The City Cemetery was established in 1847 
on “high ground, sixteen feet above sea level” in Key West 
following the disastrous hurricane of October 11, 1846, 
where the then beachside cemetery was unearthed due 
to the winds and seas.
                                   —“Historic Key West City Cemetery,” City of Key West Florida


In Key West, the living surround the dead, 
who are the best neighbors 
silent and agreeable as well-swept porches. 
A fence that separates this world 
from the next keeps their restless spirits 
in or ours out.
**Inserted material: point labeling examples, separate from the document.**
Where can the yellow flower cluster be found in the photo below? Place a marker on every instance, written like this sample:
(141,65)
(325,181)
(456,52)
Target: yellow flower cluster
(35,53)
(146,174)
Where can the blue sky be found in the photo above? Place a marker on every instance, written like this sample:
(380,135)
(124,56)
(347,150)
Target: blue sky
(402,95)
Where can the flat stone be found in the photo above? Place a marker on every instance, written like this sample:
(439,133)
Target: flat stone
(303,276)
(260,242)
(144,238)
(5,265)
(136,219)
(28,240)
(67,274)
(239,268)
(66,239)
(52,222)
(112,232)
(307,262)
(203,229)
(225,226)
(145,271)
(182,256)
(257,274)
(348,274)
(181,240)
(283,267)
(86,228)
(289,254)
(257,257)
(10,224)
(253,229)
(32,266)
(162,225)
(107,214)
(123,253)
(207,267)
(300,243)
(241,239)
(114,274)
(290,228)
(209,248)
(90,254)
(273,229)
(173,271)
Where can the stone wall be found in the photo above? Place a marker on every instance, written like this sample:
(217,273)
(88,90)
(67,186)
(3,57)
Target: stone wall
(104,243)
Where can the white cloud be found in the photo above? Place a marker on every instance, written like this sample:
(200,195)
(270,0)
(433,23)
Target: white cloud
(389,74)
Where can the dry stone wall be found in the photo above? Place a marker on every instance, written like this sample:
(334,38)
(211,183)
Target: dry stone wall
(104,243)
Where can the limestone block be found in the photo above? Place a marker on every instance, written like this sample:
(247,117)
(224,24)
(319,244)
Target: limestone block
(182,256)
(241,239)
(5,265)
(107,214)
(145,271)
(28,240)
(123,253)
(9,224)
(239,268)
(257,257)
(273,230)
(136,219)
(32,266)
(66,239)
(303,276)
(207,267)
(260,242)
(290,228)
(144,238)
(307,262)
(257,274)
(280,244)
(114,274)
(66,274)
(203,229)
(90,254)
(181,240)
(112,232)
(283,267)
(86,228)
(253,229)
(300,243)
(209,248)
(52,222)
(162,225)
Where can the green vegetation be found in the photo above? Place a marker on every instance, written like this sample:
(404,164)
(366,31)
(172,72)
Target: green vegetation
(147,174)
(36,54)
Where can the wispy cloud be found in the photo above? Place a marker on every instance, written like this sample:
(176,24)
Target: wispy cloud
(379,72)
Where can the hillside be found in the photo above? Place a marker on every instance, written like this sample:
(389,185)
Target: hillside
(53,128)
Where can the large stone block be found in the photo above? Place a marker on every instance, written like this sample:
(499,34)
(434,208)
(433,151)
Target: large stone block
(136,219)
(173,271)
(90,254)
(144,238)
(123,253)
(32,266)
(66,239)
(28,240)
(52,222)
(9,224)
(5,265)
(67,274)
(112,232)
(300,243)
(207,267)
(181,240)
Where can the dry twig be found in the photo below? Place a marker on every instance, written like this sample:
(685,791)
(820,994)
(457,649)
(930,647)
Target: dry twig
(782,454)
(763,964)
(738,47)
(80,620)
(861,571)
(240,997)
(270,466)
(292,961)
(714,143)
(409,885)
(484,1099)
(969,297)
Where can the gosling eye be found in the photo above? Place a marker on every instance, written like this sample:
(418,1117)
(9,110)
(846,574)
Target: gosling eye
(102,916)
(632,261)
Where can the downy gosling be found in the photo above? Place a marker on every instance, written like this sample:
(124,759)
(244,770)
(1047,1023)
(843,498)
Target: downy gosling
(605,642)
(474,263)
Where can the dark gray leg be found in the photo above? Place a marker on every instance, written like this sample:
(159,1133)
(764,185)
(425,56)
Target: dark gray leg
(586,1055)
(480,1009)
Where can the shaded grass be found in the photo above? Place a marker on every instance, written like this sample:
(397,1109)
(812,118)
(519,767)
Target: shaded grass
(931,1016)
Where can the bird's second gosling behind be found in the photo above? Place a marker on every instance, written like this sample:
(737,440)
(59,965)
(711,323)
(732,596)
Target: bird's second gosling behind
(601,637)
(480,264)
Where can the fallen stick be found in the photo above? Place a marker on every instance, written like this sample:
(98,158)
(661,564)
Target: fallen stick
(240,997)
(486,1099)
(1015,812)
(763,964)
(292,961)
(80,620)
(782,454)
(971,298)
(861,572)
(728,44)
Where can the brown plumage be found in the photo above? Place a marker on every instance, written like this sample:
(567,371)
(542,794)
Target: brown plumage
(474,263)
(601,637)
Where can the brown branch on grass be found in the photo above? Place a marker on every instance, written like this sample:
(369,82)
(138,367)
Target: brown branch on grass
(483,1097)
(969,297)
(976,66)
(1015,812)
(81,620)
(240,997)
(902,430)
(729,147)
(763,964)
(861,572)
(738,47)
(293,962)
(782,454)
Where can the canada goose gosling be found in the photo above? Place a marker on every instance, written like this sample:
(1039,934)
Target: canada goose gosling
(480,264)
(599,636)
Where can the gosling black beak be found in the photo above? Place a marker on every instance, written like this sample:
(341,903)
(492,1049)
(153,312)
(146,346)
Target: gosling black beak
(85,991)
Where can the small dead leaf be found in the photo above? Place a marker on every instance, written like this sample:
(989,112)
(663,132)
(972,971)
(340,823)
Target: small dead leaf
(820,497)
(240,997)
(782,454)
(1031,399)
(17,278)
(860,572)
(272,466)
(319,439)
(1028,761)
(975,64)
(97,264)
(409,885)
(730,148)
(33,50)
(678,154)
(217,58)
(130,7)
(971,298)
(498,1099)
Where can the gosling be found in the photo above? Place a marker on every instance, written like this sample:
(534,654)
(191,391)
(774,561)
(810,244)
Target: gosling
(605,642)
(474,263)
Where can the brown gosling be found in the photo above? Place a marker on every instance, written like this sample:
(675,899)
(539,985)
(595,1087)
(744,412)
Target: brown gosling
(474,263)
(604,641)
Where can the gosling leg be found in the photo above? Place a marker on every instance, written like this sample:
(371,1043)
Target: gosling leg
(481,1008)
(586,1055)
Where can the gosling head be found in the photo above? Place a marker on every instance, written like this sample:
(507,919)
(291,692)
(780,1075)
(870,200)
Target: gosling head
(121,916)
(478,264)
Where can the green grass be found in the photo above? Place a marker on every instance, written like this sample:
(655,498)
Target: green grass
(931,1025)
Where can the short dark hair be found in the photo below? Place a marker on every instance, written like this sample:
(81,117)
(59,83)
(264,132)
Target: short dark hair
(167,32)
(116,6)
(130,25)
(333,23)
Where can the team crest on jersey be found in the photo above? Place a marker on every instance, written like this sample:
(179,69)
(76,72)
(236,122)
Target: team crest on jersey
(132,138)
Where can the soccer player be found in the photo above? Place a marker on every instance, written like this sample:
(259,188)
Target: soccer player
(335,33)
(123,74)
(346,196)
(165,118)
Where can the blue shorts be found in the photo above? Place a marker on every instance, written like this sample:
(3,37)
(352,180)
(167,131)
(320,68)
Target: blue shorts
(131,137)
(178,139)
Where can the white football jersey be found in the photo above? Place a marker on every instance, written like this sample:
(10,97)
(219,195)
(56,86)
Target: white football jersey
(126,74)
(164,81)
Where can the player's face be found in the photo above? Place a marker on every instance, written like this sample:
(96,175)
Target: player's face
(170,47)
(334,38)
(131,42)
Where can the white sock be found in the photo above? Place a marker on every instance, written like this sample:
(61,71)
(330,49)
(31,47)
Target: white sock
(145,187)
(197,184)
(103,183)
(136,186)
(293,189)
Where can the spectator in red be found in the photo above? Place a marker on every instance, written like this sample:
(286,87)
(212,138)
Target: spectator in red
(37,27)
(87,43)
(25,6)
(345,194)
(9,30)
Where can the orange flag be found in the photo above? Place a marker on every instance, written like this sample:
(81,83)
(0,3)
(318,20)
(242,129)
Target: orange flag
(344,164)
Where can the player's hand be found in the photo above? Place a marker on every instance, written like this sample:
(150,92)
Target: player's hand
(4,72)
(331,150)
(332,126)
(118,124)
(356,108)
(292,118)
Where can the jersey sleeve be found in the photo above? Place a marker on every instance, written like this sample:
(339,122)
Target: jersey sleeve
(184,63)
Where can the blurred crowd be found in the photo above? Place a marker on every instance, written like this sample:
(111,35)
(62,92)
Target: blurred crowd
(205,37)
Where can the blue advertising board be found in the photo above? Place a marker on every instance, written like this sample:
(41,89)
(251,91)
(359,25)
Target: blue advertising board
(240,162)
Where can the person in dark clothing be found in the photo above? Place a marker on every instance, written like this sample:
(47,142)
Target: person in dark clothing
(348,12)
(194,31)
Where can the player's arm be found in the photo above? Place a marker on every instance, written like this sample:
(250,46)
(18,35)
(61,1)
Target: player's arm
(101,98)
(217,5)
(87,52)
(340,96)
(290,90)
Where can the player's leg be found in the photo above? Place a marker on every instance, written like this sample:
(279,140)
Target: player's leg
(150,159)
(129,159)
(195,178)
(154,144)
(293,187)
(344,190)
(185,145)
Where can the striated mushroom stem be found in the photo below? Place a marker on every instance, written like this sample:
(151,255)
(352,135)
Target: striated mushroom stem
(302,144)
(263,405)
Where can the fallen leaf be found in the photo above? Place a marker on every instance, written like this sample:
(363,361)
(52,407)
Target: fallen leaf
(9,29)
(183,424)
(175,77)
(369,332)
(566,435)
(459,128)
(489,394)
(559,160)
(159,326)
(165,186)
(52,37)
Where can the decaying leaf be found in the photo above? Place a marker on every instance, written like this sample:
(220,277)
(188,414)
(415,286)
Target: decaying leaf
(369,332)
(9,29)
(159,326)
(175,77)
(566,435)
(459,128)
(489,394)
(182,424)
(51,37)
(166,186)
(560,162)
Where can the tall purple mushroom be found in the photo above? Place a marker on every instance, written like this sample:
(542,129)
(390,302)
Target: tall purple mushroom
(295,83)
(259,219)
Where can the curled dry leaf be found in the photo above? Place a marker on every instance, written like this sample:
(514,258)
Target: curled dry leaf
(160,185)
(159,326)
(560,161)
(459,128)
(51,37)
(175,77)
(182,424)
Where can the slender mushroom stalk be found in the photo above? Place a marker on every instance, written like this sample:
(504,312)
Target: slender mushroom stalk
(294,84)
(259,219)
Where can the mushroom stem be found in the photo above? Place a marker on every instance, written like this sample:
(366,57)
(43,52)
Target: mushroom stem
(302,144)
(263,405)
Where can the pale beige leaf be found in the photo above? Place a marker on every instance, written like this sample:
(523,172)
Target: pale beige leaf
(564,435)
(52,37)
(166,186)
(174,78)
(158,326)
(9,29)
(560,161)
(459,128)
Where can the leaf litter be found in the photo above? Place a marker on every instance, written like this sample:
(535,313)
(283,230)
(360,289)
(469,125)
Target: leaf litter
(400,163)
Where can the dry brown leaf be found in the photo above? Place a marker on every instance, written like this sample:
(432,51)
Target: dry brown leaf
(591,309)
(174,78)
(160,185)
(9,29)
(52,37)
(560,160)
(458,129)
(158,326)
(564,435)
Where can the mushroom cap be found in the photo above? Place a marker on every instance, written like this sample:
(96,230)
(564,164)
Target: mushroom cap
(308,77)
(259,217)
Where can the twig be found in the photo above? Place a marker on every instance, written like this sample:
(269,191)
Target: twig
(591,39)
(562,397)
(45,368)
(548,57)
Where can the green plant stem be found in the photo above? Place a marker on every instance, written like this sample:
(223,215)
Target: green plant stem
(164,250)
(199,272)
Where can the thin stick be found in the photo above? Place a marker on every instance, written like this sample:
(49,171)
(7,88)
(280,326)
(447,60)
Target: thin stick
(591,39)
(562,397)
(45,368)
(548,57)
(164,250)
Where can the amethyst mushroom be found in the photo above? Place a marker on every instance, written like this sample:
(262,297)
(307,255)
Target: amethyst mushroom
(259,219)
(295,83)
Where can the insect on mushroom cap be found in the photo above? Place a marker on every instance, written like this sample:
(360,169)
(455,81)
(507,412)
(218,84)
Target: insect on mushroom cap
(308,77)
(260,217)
Do these dead know they are 
dead, lying in their own dead ghetto, their little 
houses stacked, neat bleachers, or lined up like 
rows of beach towels? 

Each morning the living rise like drowned 
voyagers from their beds, dreams, sleep slough 
falling from their eyes. They greet mortality 
a footfall from their door. What is it like to live 
among the dead? What is it like to rest among 
the living? Do the dead dream too? 
Do they turn their dead faces beyond the fence, 
like moths to fever and regret?

Once, the sea rose like an emancipator 
and pulled the dead from their parched 
slumber. Bones as needy as dry fruit rose 
like giddy children upon the sea’s fickle back. 
What joy that must have been, to ride 
the sea free of stone abode, to leap 
and turn like froth, like ash dancing 
among a living flame. In the end 
the dead were dead again, slumped in trees 
and elsewhere like drowned creatures, and the 
living were left alive again to bury and to mourn.